2.1. Search Strategy

This literature search includes three steps: search, select, and extract. The databases for the reviewed literature include Web of Science, PubMed, Science Direct, Cochrane, Scopus, and the period ranging from 2011 to 2020. Search strategies are detailed in Table 1.

Table 1.

Search and filtering strategies.

Database Search strategy Filtered by
Web of Science AB = (“CDSS” OR “clinical decision support system” OR “clinical decision systems” OR “CDS”) and AB = (“Interpret” OR “explain”) AB AND year published
PubMed (“CDSS” OR “clinical decision support system” OR “clinical decision systems” OR “CDS”) and (“interpret” OR “explain”) title/abstract All field AND year published
ScienceDirect (CDSS OR clinical decision support system OR clinical decision systems OR CDS) and (Interpretability OR interpretable OR explainability OR explainable) Title, abstract, or author-specified keywords AND year published
Cochrane (“CDSS” OR “clinical decision support system” OR “clinical decision systems” OR “CDS”) and (“Interpret” OR “explain”) Titles, abstract, or subject AND year published
Scopus (“CDSS” OR “clinical decision support system” OR “clinical decision systems” OR “CDS”) and (Interpretability OR interpretable OR explainability OR explainable) TITLE-ABS-KEY AND Year published

2.2. Selection Criteria

Inclusion and exclusion are based on the relevance of topics, clinical tasks, evaluation, language, and types of journal articles. Specifically, articles were included if they (1) are developed for CDSS, (2) are covered by at least one of the healthcare processes (e.g. prediction, diagnosis, prognosis, risk assessment, treatment recommendations, or therapeutic management), (3) discuss the interpretability, (4) are verified and evaluated, and (5) are written in English. Studies were excluded if they (1) do not cover the application of CDSS, (2) are reviews, editorials, conference proceedings, abstracts, or book chapters, (3) lack detailed evaluation or verification, and (4) do not discuss the interpretability. In addition, two experienced reviewers screened the inclusion. Figure 1 shows the complete processes of search and selection.

Figure 1.

Figure 1

Diagram of literature search and selection processes.

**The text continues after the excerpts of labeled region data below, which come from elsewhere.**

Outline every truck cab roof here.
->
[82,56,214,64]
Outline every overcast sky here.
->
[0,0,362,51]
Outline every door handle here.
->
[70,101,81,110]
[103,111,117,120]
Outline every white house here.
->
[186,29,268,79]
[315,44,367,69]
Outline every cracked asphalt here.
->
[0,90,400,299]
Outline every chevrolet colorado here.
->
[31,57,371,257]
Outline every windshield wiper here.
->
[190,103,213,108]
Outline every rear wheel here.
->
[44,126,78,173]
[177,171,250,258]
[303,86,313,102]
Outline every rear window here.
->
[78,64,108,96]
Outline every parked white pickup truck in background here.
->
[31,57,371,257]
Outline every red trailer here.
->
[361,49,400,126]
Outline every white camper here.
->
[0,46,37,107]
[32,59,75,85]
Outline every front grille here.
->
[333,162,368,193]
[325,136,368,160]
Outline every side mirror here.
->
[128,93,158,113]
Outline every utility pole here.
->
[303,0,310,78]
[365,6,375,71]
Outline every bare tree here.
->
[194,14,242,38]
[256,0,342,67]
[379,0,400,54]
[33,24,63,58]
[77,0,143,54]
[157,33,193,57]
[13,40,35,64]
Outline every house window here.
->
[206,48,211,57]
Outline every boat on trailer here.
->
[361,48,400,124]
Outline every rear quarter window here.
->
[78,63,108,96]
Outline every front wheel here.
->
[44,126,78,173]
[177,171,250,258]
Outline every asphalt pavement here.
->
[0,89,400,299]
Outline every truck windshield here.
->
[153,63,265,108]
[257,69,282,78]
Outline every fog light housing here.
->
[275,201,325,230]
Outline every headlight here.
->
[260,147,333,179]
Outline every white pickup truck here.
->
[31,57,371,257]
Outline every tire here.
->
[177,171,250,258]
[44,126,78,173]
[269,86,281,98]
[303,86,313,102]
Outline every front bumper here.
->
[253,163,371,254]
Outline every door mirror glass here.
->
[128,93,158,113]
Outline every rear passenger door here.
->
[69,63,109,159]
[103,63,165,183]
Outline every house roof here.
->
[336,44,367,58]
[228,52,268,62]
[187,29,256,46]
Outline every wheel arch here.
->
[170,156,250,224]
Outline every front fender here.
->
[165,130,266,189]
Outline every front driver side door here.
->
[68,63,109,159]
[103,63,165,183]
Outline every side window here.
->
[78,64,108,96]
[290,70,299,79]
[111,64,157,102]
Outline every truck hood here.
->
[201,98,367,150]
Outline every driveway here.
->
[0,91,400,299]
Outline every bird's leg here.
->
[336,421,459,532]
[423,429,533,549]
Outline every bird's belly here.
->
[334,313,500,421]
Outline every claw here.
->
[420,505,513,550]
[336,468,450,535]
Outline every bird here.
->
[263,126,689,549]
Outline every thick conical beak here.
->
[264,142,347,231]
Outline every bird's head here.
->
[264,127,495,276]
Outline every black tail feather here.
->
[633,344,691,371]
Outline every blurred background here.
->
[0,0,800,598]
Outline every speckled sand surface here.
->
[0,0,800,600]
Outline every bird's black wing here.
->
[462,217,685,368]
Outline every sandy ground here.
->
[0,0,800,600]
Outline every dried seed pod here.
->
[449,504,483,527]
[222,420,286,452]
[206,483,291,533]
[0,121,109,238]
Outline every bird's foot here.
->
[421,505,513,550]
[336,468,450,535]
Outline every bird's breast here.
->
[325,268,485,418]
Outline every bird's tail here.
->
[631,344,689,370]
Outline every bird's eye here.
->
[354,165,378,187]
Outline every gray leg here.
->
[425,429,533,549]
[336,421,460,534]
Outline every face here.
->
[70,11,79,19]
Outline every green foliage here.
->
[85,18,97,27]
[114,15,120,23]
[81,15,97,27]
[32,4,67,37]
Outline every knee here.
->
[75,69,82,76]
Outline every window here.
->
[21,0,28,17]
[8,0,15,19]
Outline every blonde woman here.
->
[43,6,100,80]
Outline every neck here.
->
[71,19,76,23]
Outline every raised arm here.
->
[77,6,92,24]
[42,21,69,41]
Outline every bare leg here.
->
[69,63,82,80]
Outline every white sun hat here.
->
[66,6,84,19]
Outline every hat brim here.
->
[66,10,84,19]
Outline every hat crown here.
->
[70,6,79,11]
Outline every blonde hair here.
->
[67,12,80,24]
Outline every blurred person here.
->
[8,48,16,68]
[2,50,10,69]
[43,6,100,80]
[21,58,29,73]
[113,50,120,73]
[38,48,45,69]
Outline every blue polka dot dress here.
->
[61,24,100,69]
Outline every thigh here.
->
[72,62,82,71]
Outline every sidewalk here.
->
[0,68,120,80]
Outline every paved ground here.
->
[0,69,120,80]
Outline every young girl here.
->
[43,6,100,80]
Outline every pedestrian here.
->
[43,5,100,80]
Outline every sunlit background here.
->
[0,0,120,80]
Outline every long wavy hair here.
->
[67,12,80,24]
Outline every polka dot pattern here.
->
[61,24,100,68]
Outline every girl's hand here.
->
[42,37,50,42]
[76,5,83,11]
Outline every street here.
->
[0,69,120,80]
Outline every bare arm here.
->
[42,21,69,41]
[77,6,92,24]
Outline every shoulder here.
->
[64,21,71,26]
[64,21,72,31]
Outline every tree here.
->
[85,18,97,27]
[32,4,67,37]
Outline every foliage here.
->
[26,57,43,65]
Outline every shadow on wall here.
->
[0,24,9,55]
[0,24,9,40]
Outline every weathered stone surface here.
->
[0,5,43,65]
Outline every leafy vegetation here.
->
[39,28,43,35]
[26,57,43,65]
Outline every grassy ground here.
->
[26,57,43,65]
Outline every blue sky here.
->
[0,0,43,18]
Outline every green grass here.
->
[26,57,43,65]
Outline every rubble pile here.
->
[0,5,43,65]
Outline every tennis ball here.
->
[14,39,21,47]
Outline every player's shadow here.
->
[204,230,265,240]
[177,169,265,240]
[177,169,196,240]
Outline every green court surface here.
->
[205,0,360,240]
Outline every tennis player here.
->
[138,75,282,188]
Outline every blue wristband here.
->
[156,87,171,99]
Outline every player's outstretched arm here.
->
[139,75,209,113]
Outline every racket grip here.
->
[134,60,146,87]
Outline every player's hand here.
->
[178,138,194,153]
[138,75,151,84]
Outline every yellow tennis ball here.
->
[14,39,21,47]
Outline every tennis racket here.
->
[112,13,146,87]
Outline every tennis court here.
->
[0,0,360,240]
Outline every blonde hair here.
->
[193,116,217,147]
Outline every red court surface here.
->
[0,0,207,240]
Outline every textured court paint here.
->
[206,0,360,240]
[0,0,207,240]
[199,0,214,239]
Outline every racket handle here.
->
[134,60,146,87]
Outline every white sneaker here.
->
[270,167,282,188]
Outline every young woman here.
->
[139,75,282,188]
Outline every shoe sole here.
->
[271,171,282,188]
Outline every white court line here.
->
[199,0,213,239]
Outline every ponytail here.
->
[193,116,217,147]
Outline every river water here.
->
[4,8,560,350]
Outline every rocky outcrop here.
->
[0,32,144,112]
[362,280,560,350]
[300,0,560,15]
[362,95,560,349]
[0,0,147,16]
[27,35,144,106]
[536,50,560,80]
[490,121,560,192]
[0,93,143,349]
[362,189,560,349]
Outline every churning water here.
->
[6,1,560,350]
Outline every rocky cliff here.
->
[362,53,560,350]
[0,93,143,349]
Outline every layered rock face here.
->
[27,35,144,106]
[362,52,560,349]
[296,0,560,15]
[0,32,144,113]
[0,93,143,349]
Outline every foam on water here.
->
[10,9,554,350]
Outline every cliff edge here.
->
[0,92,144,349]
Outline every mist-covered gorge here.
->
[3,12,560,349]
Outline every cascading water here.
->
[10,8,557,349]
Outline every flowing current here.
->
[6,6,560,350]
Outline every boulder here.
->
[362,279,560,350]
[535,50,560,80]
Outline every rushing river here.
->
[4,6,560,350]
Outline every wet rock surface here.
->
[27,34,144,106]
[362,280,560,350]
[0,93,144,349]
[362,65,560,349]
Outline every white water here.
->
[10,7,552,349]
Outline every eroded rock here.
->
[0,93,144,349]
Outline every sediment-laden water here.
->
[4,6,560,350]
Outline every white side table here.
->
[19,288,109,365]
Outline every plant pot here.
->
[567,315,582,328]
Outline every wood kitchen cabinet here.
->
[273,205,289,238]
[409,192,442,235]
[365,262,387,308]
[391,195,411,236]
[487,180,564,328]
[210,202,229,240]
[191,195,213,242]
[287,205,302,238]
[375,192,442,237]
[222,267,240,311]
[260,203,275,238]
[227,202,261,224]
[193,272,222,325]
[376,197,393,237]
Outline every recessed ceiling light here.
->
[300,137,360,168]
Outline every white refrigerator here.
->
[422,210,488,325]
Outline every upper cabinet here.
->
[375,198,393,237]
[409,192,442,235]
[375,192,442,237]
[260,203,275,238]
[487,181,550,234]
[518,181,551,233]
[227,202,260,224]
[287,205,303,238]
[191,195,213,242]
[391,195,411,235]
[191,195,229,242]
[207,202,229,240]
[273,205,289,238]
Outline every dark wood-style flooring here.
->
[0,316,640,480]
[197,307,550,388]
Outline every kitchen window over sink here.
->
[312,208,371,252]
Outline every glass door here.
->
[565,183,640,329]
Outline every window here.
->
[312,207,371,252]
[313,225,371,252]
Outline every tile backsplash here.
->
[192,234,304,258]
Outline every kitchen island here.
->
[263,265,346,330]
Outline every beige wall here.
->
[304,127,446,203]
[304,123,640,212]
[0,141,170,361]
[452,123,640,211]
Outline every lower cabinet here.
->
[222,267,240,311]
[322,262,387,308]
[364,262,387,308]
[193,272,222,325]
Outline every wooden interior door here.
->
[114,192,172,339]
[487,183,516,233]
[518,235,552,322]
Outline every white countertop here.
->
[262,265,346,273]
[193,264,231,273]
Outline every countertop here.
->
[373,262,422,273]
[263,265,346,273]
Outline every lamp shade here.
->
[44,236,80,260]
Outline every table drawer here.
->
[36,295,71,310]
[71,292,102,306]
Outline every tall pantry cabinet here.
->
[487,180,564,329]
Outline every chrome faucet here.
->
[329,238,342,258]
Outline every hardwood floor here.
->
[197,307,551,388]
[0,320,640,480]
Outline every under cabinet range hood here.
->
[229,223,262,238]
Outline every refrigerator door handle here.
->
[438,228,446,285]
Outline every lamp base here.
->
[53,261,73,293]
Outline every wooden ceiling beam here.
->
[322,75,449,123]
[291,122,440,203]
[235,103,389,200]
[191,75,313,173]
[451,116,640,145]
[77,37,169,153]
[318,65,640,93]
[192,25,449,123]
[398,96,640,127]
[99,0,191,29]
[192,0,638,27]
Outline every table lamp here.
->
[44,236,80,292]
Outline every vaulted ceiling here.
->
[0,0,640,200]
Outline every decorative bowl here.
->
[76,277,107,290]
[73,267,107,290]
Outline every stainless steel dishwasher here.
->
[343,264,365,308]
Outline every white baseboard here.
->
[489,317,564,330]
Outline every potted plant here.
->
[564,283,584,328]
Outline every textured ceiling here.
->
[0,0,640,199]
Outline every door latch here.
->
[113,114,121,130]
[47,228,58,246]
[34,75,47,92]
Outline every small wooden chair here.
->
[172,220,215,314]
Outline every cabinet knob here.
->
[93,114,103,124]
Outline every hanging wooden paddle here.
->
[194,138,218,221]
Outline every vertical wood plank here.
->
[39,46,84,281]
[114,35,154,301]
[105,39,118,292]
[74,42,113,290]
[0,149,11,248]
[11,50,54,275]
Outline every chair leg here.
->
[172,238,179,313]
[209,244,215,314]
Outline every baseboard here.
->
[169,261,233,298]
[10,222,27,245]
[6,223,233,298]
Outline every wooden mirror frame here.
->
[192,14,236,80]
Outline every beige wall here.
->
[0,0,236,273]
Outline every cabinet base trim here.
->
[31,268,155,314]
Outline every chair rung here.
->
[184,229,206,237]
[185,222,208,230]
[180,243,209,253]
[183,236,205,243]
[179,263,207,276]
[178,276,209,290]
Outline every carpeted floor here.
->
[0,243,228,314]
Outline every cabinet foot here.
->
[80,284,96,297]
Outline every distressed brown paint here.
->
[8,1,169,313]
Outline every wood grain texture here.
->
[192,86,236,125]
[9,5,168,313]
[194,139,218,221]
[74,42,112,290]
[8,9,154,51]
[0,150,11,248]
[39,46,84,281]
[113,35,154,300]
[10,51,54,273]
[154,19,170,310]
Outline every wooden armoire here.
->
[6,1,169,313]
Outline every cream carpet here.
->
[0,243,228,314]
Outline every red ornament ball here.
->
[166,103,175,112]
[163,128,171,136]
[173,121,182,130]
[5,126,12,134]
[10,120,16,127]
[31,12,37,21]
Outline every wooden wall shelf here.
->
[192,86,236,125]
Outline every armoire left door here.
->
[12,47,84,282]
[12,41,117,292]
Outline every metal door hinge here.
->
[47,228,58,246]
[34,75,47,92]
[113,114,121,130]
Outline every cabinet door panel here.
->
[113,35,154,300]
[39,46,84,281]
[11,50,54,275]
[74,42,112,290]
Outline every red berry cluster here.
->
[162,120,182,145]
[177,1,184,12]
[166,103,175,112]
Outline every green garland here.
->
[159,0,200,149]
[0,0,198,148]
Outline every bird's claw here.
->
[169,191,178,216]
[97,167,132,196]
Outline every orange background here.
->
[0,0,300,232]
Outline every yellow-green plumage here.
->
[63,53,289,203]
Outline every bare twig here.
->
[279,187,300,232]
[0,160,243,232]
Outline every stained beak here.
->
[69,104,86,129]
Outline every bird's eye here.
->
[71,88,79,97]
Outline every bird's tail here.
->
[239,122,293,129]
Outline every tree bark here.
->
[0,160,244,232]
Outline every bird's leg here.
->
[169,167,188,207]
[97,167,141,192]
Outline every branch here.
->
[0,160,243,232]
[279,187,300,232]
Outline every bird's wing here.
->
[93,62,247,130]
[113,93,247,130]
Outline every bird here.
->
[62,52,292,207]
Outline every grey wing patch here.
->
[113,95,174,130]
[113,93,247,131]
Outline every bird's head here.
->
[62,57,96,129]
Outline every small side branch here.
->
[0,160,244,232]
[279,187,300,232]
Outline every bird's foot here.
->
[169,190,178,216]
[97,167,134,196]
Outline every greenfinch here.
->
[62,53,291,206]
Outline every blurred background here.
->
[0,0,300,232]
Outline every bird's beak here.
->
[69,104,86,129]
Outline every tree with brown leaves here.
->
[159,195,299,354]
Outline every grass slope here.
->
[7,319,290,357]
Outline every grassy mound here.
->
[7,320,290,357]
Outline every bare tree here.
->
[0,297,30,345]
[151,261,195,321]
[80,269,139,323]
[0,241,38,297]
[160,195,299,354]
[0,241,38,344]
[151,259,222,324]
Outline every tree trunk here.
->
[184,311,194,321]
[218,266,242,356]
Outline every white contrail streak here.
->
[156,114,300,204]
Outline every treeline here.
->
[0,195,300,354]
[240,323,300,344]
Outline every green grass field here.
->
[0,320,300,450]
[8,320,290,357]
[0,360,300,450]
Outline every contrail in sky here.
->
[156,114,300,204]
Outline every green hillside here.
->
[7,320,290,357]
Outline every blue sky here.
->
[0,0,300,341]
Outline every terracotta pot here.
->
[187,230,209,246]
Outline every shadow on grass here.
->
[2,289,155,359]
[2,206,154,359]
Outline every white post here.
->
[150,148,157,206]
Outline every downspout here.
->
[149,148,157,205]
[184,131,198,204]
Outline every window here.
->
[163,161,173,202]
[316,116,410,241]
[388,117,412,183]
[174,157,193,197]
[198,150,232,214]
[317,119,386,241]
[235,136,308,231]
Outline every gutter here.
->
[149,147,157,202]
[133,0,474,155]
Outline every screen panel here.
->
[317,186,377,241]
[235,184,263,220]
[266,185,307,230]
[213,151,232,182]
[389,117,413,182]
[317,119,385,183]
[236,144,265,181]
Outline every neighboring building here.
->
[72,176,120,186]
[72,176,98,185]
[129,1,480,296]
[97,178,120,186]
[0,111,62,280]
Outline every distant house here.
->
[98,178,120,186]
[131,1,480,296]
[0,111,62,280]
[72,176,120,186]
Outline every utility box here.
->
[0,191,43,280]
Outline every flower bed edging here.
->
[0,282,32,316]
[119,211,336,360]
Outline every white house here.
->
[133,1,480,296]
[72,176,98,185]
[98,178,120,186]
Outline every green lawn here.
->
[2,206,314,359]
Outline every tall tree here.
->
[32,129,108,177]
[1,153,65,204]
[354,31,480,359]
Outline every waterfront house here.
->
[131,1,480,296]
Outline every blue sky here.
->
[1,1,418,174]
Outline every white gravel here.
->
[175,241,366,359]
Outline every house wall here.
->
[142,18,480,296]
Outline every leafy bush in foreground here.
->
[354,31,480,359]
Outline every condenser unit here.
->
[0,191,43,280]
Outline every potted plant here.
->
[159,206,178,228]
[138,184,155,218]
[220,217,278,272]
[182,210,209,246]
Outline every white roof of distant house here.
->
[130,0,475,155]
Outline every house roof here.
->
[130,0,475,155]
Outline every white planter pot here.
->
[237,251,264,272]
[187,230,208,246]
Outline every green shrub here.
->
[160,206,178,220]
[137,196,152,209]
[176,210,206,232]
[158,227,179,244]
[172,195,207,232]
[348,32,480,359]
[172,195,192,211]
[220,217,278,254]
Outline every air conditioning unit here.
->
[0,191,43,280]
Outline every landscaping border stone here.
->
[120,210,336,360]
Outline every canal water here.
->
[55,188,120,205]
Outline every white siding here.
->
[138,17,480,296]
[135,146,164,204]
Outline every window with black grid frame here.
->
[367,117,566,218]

2.3. Data Extraction and Quality Assessment

The characteristics of included articles were identified separately by two reviewers and further verified by a senior researcher. They consist of (1) first author and publication year, (2) technological methods, (3) data sources, (4) biomarkers, (5) human-AI interaction, and (6) performance assessment. Two researchers independently assessed the quality of included articles using the widely accepted Critical Appraisal Skill Program (CASP) [46], an 11-questions tool for assessing the quality of quantitative studies [47, 48]. Multimedia Appendices 1 present the quality assessment tools used in this review. By assessing the four domains (1) objectives, (2) sample selection and methods, (3) design and results, and (4) outcomes of the research, the researchers concluded that all articles met the quality rating (the rating was >0.7) with over 80% agreement in their ratings.

3. Results

3.1. Characteristics of Included Articles

The search initially turned out 2,810 citations from the five databases. After screening, the remaining 20 articles which were published by 16 journals (e.g., “BMC medical informatics and decision-making,” “Expert systems with applications,” “International journal of medical informatics,” “Plos one,” and “IEEE Access”), were included in this review.The included articles cover a wide range of healthcare domains. Specifically, 9 articles focus on diagnosing, 4 on predicting, 2 on management, 1 on assessing health status, 2 on screening, 1 on treatment, and 1 on interpreting health examination. While these studies mainly focus on the interpretability of CDSS from the technological perspective (see Table 2), Table 3 summaries the themes related to interpretability of CDSS from a medical perspective (see Table 3).

Table 2.

Summary of interpretability of CDSS from the technological perspective.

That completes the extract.